In this tutorial, we'll build a simple app that converts PDF files to Markdown and saves them to a local directory.

Overview

  1. Read PDF files from a local directory
  2. Convert each file to Markdown using Docling
  3. Save the Markdown files to an output directory (as target states)

You declare the transformation logic with native Python without worrying about changes.

Think: target_state = transformation(source_state)

When your source data is updated, or your processing logic is changed (for example, switching parsers or tweaking conversion settings), CocoIndex performs smart incremental processing that only reprocesses the minimum. And it keeps your Markdown files always up to date in production.

Setup

  1. Install CocoIndex and dependencies:

    bash
    pip install 'cocoindex>=1.0.0' docling
    
  2. Create a new directory for your project:

    bash
    mkdir pdf-to-markdown
    cd pdf-to-markdown
    
  3. Create a pdf_files/ directory and add your PDF files:

    bash
    mkdir pdf_files
    

    You can download sample PDF files from the git repo.

  4. Create a .env file to configure the database path:

    bash
    echo "COCOINDEX_DB=./cocoindex.db" > .env
    

Define the app

Define a CocoIndex App — the top-level runnable unit in CocoIndex.

python
import pathlib

import cocoindex as coco
from cocoindex.connectors import localfs
from cocoindex.resources.file import PatternFilePathMatcher
from docling.datamodel.accelerator_options import AcceleratorDevice, AcceleratorOptions
from docling.datamodel.base_models import InputFormat
from docling.datamodel.pipeline_options import PdfPipelineOptions
from docling.document_converter import DocumentConverter, PdfFormatOption

→ CocoIndex App

Define the main function

In the main function, we walk through each file in the source directory and process it.

python
@coco.fn
async def app_main(sourcedir: pathlib.Path, outdir: pathlib.Path) -> None:
    files = localfs.walk_dir(
        sourcedir,
        recursive=True,
        path_matcher=PatternFilePathMatcher(included_patterns=["**/*.pdf"]),
    )
    await coco.mount_each(process_file, files.items(), outdir)

For each file, coco.mount_each() mounts a processing component. It's up to you to pick the process granularity, for example it can be at directory level, file level, or page level.

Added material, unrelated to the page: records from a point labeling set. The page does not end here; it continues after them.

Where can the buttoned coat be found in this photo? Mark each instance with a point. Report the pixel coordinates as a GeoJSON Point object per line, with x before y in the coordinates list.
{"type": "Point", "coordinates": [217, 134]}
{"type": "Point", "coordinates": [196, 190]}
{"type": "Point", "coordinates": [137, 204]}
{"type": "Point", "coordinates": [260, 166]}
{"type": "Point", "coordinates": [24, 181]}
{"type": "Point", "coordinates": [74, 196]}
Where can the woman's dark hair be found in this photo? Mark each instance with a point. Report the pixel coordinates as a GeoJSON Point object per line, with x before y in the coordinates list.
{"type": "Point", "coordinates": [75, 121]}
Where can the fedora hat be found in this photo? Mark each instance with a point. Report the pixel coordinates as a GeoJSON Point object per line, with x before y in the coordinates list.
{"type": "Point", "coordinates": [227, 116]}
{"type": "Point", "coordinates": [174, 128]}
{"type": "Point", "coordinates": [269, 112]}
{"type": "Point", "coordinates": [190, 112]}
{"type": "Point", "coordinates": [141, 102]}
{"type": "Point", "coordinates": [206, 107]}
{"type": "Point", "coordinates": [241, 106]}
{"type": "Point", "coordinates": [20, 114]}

In this example, because we want to independently convert each file to Markdown, it is the most natural to pick it at the file level.

→ Processing Component

Define file processing

For a file, we use Docling to convert it to Markdown. The converter follows Docling's explicit accelerator configuration pattern and is pinned to CPU for portability across local machines. The Docling accelerator docs were checked on 2026-05-31; Docling documents CPU as the mode that works everywhere, while MPS/CUDA/XPU depend on compatible hardware and PyTorch builds.

python
_pipeline_options = PdfPipelineOptions(
    accelerator_options=AcceleratorOptions(device=AcceleratorDevice.CPU)
)
_converter = DocumentConverter(
    format_options={
        InputFormat.PDF: PdfFormatOption(pipeline_options=_pipeline_options)
    }
)

@coco.fn(memo=True)
def process_file(
    file: localfs.File,
    outdir: pathlib.Path,
) -> None:
    markdown = _converter.convert(
        file.file_path.resolve()
    ).document.export_to_markdown()
    outname = file.file_path.path.stem + ".md"
    localfs.declare_file(outdir / outname, markdown, create_parent_dirs=True)

We use @coco.fn with memo=True to create a memoized function that processes each file.

→ Function

Create the App

python
app = coco.App(
    "PdfToMarkdown",
    app_main,
    sourcedir=pathlib.Path("./pdf_files"),
    outdir=pathlib.Path("./out"),
)

Run the pipeline

Run the pipeline:

bash
cocoindex update main.py

CocoIndex will:

  1. Create the out/ directory
  2. Convert each PDF in pdf_files/ to Markdown in out/

Check the output:

bash
ls out/
# example.md (one .md file for each input PDF)

Incremental updates

The power of CocoIndex is incremental processing. Try these:

Add a new file:

Add a new PDF to pdf_files/, then run:

bash
cocoindex update main.py

Only the new file is processed.

Modify a file:

Replace a PDF in pdf_files/ with an updated version, then run:

bash
cocoindex update main.py

Only the changed file is reprocessed.

Delete a file:

bash
rm pdf_files/example.pdf
cocoindex update main.py

The corresponding Markdown file is automatically removed.